When kids compete in their first running race, every parent gives their children advice. One nugget that is inevitably handed out is “Don’t look behind you—just keep running.” It is with good reason that this advice is often given.
The key in a running event, and indeed in life, is to focus on your finish line. Focus on what you want to achieve. Concentrate on achieving your goals. You can only do this if you look ahead and run your own race.
You want every child to achieve a personal best. I have seen almost comical events when a child has looked over his left shoulder to see where the competition is, only to be passed on his right side, and then look back toward the front with a huge shock when someone is suddenly in front of him.
At the Beijing Olympics in 2008, Niksa Roki of Croatia swam in heat one of four heats in the men’s 400-metre individual medley. Heat one had qualifying times that just snuck under the required Olympic qualifying times, so heat one had no international superstars swimming in the event.
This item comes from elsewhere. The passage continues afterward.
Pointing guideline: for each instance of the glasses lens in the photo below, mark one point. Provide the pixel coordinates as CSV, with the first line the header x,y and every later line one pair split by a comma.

When Roki swam across the finish line, he turned to see the scoreboard and punched the air harder than any gold medallist I have seen. Why? His time was 4.22.44—this was 10.70 seconds slower than the eighth qualifier into the final and 18.60 seconds slower than the time Michael Phelps recorded to win the event. He didn’t have TV crews rushing to interview him while he jumped out of the pool. Hardly a reason for celebration, you would think.
He punched the air with great delight because he had swum a personal best time by 2.84 seconds. His time to qualify for the Croatia Olympic team was 4.25.28, and he had bettered that significantly. That is what you can achieve by focusing on your goals and not looking behind you at what your competitors are doing. Focus on your finish line.
You can’t control what anyone else does. Don’t focus on the weaknesses of others. Instead, just focus on your own strengths.